Catalog export v2 limit

You can export up to 10,000 data rows at once from the Catalog.

Note that excluding optional fields from your export will make the process faster and the export file smaller.

To export data rows and their information associated with projects and model runs, follow these general steps:

  1. Navigate to Catalog.
  2. Narrow down your query to 10,000 data rows or less.
  3. Open the dropdown under the number of data rows in the query and select Export data v2 (beta).
  4. Select the optional fields to include and begin the export.

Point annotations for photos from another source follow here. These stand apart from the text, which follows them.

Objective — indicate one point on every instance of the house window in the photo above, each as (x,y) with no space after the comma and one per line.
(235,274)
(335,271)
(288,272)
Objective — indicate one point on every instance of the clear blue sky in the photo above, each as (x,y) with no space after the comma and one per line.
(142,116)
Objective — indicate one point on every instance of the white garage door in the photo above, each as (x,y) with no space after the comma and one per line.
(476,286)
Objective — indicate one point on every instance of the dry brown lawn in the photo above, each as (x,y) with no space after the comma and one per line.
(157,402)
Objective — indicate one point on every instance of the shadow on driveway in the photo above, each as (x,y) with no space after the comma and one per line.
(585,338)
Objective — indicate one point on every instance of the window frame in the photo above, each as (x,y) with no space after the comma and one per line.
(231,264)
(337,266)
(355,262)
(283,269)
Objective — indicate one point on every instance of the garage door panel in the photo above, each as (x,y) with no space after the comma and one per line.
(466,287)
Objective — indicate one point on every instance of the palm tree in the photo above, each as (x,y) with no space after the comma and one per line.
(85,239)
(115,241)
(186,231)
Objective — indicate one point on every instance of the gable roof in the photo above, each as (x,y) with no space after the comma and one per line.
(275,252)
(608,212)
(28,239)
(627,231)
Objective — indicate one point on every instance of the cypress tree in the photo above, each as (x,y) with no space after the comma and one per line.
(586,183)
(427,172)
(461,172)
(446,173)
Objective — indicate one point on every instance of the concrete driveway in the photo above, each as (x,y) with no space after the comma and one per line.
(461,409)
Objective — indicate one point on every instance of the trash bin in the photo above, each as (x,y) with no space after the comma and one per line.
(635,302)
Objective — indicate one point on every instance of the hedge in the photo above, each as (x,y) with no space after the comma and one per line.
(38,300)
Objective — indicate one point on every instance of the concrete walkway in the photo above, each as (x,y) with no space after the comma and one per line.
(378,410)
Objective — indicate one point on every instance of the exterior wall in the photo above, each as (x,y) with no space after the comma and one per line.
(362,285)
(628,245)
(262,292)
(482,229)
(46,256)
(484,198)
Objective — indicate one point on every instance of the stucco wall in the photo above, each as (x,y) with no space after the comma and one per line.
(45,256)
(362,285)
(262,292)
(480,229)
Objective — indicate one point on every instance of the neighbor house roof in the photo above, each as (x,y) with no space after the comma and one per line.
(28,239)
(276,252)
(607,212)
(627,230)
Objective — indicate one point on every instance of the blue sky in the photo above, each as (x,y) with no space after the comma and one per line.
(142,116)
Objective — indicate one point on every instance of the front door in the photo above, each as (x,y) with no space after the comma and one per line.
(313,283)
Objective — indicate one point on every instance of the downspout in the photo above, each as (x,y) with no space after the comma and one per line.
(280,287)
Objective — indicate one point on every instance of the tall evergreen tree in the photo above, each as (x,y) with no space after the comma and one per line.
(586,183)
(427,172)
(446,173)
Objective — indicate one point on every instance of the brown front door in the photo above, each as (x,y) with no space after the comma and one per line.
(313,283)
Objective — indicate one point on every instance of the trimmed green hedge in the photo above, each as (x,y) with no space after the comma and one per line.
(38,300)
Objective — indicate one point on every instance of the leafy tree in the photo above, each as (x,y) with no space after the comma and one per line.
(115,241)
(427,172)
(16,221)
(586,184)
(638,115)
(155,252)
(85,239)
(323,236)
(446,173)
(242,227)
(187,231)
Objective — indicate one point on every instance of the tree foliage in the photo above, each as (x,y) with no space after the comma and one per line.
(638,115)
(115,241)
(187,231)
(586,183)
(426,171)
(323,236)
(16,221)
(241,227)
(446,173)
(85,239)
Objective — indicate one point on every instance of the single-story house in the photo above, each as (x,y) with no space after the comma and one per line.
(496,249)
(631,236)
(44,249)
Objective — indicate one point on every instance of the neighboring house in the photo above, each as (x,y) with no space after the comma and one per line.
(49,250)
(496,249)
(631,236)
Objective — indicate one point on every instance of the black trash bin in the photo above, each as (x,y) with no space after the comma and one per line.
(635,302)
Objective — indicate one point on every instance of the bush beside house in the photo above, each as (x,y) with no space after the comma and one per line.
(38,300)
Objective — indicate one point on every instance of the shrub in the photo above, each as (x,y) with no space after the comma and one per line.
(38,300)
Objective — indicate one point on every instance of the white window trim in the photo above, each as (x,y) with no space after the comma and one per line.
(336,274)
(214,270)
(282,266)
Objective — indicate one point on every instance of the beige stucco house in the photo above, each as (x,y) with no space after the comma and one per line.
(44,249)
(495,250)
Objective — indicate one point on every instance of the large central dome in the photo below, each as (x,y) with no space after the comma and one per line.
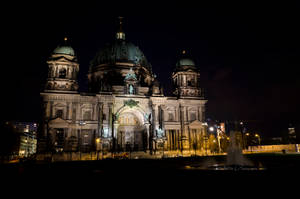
(113,62)
(120,51)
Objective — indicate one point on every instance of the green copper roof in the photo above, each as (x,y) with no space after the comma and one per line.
(185,62)
(120,51)
(67,50)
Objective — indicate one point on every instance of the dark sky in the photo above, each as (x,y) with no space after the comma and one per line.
(248,54)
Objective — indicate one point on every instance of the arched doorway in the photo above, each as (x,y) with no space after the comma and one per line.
(131,134)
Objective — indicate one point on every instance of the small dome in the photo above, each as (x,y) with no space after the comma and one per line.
(185,62)
(66,50)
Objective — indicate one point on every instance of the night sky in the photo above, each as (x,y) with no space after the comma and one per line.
(248,54)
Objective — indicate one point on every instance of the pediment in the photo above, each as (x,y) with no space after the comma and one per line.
(59,121)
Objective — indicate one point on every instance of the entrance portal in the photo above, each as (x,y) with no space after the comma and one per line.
(131,133)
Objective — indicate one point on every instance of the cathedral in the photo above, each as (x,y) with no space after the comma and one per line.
(125,108)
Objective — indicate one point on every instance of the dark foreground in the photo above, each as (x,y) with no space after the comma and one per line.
(274,169)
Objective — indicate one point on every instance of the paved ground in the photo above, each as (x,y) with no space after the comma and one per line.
(279,170)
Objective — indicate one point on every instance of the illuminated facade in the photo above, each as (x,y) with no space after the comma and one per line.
(125,108)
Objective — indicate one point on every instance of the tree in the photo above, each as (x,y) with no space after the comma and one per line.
(9,139)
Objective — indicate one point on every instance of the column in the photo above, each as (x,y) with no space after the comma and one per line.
(148,135)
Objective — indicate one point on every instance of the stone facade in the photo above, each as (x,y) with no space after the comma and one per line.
(125,109)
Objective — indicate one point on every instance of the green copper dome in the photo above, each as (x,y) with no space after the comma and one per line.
(66,50)
(185,62)
(120,51)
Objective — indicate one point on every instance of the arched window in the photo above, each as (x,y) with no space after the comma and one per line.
(62,73)
(87,115)
(59,113)
(170,117)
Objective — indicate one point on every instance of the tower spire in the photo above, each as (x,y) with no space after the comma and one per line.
(120,34)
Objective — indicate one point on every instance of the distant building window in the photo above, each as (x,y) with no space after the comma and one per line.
(170,117)
(59,113)
(87,115)
(62,73)
(192,116)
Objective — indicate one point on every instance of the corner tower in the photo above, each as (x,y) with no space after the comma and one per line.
(186,78)
(63,70)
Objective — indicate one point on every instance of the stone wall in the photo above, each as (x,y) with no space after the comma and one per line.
(273,148)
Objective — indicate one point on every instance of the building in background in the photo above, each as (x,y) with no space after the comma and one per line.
(125,109)
(26,144)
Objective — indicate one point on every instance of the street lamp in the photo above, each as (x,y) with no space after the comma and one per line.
(97,147)
(258,137)
(81,123)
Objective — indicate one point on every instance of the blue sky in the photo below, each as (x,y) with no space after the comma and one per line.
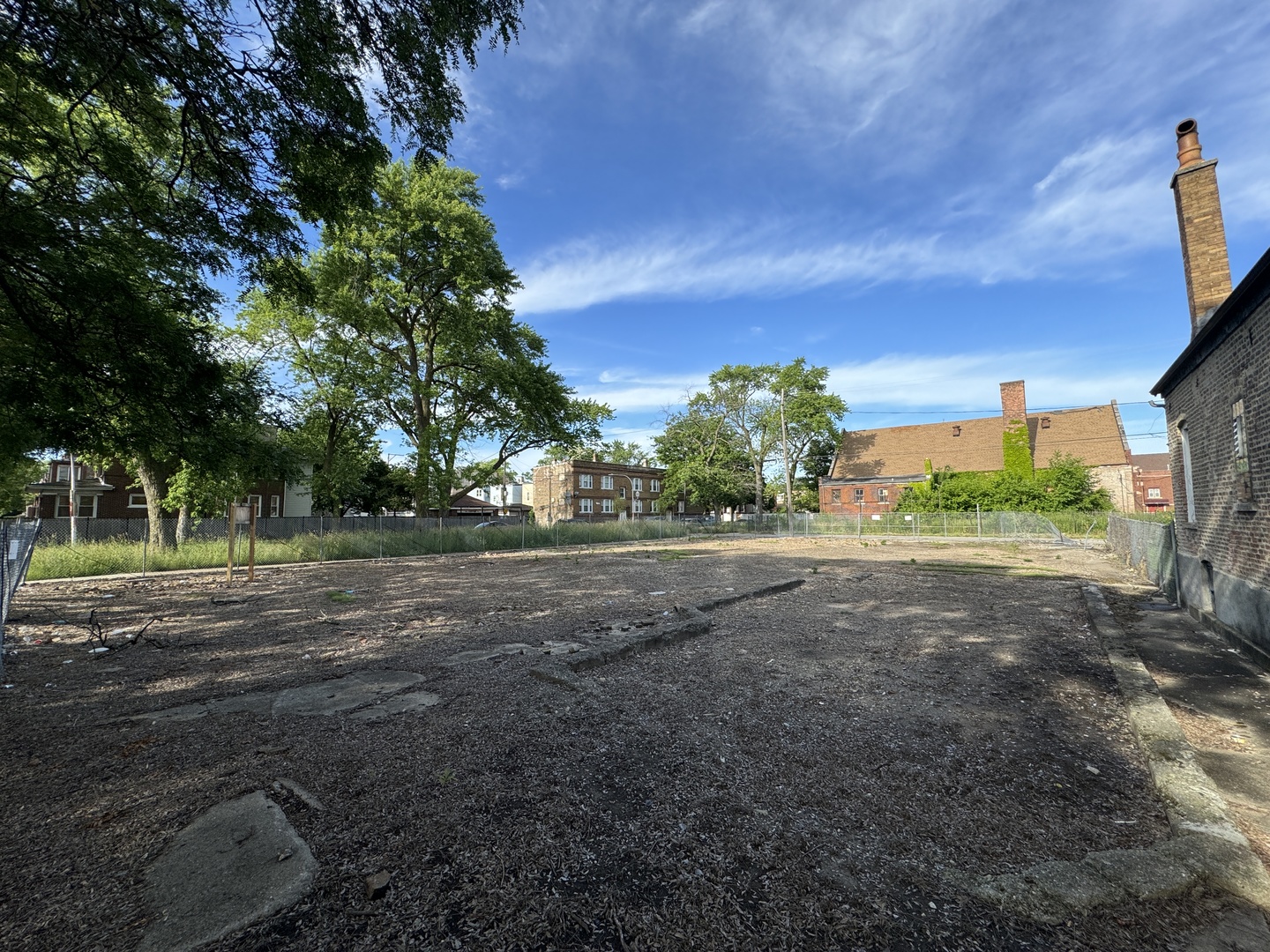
(929,197)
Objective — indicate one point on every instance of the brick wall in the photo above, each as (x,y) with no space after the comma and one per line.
(1229,532)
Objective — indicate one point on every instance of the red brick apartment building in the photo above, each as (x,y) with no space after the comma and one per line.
(597,492)
(1217,398)
(873,467)
(111,494)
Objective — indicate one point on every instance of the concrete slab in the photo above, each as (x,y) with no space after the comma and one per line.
(318,700)
(235,865)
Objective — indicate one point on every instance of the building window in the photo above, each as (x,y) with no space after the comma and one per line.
(1188,472)
(86,508)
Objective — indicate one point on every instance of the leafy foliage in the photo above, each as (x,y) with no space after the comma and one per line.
(146,144)
(404,315)
(1065,484)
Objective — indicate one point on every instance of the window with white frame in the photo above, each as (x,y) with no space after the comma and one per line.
(1188,472)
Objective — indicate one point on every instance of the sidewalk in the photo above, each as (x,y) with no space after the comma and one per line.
(1220,695)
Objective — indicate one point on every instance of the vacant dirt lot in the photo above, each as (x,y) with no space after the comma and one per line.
(800,777)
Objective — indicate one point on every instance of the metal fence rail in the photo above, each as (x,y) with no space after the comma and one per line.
(1148,547)
(17,544)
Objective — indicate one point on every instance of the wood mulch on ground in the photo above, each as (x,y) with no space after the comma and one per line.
(804,776)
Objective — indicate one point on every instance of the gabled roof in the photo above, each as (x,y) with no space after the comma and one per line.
(1093,435)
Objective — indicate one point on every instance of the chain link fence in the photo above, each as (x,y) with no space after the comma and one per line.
(123,546)
(1149,547)
(17,542)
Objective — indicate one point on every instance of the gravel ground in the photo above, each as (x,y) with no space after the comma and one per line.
(800,777)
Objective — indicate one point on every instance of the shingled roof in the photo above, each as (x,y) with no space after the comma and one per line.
(1090,433)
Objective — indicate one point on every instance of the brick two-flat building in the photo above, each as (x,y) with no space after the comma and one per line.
(1217,398)
(1152,482)
(873,467)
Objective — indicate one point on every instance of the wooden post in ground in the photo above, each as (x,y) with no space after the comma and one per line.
(228,532)
(250,546)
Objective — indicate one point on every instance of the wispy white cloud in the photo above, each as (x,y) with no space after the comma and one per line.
(1100,204)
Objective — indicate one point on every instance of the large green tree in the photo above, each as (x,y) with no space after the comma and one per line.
(147,144)
(418,288)
(750,400)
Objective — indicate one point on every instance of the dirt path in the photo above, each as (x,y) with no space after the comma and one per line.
(802,777)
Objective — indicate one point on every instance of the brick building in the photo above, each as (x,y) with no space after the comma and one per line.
(594,490)
(1217,398)
(873,467)
(111,494)
(1152,482)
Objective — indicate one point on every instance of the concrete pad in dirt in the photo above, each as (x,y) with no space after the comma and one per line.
(235,865)
(361,689)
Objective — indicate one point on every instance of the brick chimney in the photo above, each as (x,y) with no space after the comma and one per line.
(1199,219)
(1013,403)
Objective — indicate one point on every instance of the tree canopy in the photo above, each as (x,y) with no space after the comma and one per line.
(735,426)
(412,297)
(1065,482)
(146,145)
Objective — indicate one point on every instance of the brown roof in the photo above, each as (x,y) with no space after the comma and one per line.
(1151,462)
(1093,435)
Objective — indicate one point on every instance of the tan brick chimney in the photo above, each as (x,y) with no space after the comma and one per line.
(1013,403)
(1199,219)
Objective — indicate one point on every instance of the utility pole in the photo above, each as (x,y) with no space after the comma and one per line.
(788,479)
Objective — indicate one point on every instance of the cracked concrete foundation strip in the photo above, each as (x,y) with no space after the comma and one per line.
(1206,845)
(673,626)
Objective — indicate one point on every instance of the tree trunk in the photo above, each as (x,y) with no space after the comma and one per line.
(153,476)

Selecting export fields to include

After determining the data rows to export, a prompt to select optional fields will appear. There are a number of optional fields that provide additional details specific to data rows, labels, and projects. More details on these fields can be found in the Export v2 Glossary.

Additionally, users will have the option to export information on the selected data rows specific to multiple projects and model runs.

Export labels from projects

If this checkbox is selected, you will be prompted to select from the dropdown one or more projects. Only projects in which one or more of the selected data rows have been labeled will appear in the dropdown.

For the selected projects, all labels made in the project will be included in the NDJSON for each respective data row.

Export labels and predictions from model runs

If this checkbox is selected, you will be prompted to select from the dropdown one or more model runs. Only model runs in which one or more of the selected data rows appear will appear in the dropdown.

For the selected model runs, all labels and predictions made in the model run will be included in the NDJSON for each respective data row.

Option 1: Export from multiple datasets

  1. Select All datasets in the top-left corner.
  2. Apply a filter or combination of filters.
  3. Click on All datasets (# data rows), then select Export data v2 (beta) in the dropdown menu and select any desired optional fields.

Option 2: Export from one dataset

  1. Select a dataset from the list of datasets on the left side menu.
  2. Apply a filter or combination of filters, if desired.
  3. Click on (# data rows), then select Export data v2 (beta) in the dropdown menu and select any desired optional fields.

Option 3: Export from a slice

  1. Select Slices in the toggle on the left side menu.
  2. Select an existing slice.
  3. Modify or compliment the filters that comprise the slice, if desired.
  4. Click on (# data rows), then select Export data v2 (beta) in the dropdown menu and select any desired optional fields.

Option 4: Export specific data rows

  1. Hand-select data rows to export using the checkboxes in the top-left corner of the thumbnail of each data row.
  2. Click on # selected in the top-right corner, then select Export data v2 (beta) in the dropdown menu and select any desired optional fields.

Export from Catalog (Python SDK)

Support for export v2 from Catalog via the Python SDK is currently in development.